[PATCH] D44564: [BasicAA] Use PhiValuesAnalysis if available when handling phi alias

John Brawn via Phabricator via llvm-commits llvm-commits at lists.llvm.org
Fri Jul 20 07:37:03 PDT 2018


john.brawn added a comment.

In https://reviews.llvm.org/D44564#1162264, @hfinkel wrote:

> We have a check in aliasSameBasePointerGEPs to avoid PR32314 (which I'll glibly summarize as: we need to be careful about looking through PHIs so that we don't, without realizing it, end up comparing values from different loop iterations). The fact that this looks back through an unknown number of PHIs makes me concerned that we'll get into a similar situation.
>
> I apologize for ignoring this review for so long, but I think that this is really important. Even with the PR32314 check currently there, I suspect that the fundamental algorithm for looking back through PHIs in BasicAA is still not sound, and we need to be careful going forward.

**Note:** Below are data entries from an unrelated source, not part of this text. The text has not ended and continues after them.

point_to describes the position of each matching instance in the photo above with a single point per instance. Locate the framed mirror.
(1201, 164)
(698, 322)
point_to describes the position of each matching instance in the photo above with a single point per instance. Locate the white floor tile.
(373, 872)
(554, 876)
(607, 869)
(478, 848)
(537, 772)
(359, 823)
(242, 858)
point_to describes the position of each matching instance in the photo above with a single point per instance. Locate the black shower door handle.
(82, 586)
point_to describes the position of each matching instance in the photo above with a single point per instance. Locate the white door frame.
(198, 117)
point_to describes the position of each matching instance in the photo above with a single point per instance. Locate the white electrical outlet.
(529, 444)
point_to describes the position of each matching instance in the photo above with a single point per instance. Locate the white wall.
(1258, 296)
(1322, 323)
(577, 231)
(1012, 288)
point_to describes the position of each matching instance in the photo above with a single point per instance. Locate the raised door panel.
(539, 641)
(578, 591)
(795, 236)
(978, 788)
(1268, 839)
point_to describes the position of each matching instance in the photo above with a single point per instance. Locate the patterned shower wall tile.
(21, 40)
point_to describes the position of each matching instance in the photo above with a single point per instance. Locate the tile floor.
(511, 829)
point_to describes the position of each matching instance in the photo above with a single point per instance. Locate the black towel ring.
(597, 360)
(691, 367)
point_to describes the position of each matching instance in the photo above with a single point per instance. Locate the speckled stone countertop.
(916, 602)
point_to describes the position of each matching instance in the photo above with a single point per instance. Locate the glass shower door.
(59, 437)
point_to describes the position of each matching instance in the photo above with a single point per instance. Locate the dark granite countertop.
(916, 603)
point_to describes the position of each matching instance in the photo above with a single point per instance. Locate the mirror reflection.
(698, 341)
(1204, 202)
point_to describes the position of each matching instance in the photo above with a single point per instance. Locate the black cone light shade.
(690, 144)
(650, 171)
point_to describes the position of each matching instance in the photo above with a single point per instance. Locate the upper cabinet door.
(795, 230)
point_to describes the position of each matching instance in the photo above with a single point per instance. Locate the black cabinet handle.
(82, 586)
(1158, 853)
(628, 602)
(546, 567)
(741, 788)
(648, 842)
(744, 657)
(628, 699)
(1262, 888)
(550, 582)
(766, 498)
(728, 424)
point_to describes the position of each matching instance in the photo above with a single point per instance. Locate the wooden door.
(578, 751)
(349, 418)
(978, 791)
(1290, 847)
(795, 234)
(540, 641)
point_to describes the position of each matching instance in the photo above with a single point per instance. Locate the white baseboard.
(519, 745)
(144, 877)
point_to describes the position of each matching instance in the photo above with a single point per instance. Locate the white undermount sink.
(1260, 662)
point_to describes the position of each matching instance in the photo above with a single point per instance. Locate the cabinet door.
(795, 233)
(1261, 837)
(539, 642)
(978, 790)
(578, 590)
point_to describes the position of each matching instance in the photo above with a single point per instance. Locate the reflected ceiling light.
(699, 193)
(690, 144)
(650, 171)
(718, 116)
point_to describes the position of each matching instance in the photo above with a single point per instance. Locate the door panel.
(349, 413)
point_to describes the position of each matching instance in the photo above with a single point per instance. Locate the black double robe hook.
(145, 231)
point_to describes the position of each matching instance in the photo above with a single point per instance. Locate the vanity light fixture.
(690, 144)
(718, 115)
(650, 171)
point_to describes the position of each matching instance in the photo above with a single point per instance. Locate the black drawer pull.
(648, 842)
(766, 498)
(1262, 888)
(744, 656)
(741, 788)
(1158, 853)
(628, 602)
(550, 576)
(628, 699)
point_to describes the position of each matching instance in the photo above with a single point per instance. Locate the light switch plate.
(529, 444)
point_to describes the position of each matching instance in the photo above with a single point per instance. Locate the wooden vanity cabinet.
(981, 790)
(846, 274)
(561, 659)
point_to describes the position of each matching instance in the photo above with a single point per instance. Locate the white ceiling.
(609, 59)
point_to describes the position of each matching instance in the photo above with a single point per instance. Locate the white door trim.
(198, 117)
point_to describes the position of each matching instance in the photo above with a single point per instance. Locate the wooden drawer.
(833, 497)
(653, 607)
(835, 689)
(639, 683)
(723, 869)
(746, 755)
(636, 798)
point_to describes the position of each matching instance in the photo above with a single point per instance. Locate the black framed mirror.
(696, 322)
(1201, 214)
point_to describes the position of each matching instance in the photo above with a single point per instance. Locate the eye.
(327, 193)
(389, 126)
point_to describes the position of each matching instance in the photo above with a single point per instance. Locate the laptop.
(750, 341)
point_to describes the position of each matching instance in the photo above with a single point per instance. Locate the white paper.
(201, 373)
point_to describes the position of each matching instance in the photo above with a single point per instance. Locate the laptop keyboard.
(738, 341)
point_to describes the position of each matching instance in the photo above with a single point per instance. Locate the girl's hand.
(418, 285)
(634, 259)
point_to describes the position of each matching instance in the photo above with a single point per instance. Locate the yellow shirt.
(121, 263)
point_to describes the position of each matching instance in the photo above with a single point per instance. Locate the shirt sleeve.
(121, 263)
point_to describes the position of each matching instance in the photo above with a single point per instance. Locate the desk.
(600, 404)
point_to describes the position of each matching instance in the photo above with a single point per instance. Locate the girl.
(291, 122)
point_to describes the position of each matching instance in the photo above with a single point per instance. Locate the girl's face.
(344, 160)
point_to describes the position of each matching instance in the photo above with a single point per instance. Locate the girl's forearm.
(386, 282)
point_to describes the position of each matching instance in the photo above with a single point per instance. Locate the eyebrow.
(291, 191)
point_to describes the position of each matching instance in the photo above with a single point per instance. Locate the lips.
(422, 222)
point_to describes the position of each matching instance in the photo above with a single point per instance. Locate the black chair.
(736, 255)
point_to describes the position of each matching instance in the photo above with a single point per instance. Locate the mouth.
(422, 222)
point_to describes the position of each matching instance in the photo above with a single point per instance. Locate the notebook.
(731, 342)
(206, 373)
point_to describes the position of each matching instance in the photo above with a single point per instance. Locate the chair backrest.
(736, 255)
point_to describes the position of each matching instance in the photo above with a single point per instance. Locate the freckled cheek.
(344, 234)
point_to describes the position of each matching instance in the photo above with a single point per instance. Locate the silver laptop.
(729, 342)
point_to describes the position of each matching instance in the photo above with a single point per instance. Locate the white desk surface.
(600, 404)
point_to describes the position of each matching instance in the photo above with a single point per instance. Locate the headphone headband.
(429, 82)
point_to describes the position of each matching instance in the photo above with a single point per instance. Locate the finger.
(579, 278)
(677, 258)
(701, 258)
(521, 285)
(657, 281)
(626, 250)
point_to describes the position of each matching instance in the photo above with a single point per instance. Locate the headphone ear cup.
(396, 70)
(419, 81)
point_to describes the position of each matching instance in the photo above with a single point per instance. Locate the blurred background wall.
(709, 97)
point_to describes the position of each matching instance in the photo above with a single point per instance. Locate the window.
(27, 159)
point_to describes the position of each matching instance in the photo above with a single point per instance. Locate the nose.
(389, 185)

As such, I'd like to see this patch updated with additional comments explaining:
>
> 1. Can we get back values from different loop iterations from PhiValues.
> 2. If so, is there special care that must be taken in handling them.
> 3. Are we currently doing what's necessary to handle them correctly.
>
>   Thanks!


I've been looking looking around basicaa for a while and how it's handling this kind of thing, and I think the short answer here is that this patch means we're doing more of the same thing that we're already doing so it doesn't introduce any new bugs but could possibly make already-existing bugs (if there are any) reveal themselves in more situations, but if so the fix would be elsewhere not here.

The long answer (which I've written mostly to make sure I have my own thoughts in order, so possibly not especially coherent):

The general structure of BasicAAResult::aliasCheck, the main alias-checking function, seems to be:

- See if, by looking at V1 and V2 as atomic things, we can determine if V1 and V2 definitely point to either the same or different things.
- If not, and V1 or V2 is a gep, phi, or select, try breaking up V1 or V2 into component parts and comparing it with the other.
- If that doesn't give us MustAlias or NoAlias, go check the other alias analyses.

What we have to be careful about then is that we don't have a situation where we break up V1 into individual components, see that there's no alias with V2, then conclude that there's no alias between V1 and V2 as a whole but actually there is.

Going and looking at PR32314 specifically, a simplified version of that is

  loop:
   %phi1 = phi [ undef, %entry ], [ %gep2, %loop ]
   %phi2 = phi [ 1, %entry ], [ %inc, %loop ]
   %inc = add %phi2, 1
   %sub = add %phi2, -1
   %gep1 = getelementptr %arr, %sub
   %gep2 = getelementptr %arr, %phi2
   store %foo, %gep1
   %bar = load %phi1

The problem here is that for the same value of %phi2, %gep1 and %gep2 point to different memory locations, but when comparing %phi1 and %gep1 we can't just say "given that %phi's only value is %gep2, we can check if %phi1 and %gep1 alias by checking if %gep1 and %gep2 alias" because the value of %phi2 in the context of the value of %gep2 on the loop back-edge is different to the value of %phi2 in the %gep1 not on that back-edge.

The question then is: is it the responsibility of the phi node handling when it's doing the recursive aliasCheck to do something special to handle this, or is it the responsibility of aliasCheck to realise that the same sub-expression in V1 and V2 may have different values? Currently, it looks like it's the responsibility of aliasCheck, or at least the fix for PR32314 was done by making a specific part of aliasSameBasePointerGEPs aware that the same phi in a subexpression of the indices of two geps could have different values.

So, getting back to this patch, what's changed? Instead of just looking at the direct incoming values of a phi, and giving up if one of those is a phi, we get the total set of non-phi values gotten by traversing the phi tree. From the perspective of avoiding path-sensitive value difference there's no change to before: it's up to the recursive aliasCheck call to get things right, and doing things differently in this way doesn't fundamentally change things as far as I can tell: we either get it right, or we get it wrong, and if we get it wrong there would have been some other situation where originally we would have got it wrong as well.

So to answer your specific questions:

> Can we get back values from different loop iterations from PhiValues.

Yes, but that's no change to how things were before.

> If so, is there special care that must be taken in handling them.

Nothing that we didn't already need to do.

> Are we currently doing what's necessary to handle them correctly.

I assume so, but the necessary handling would be in the recursive aliasCheck call, not here.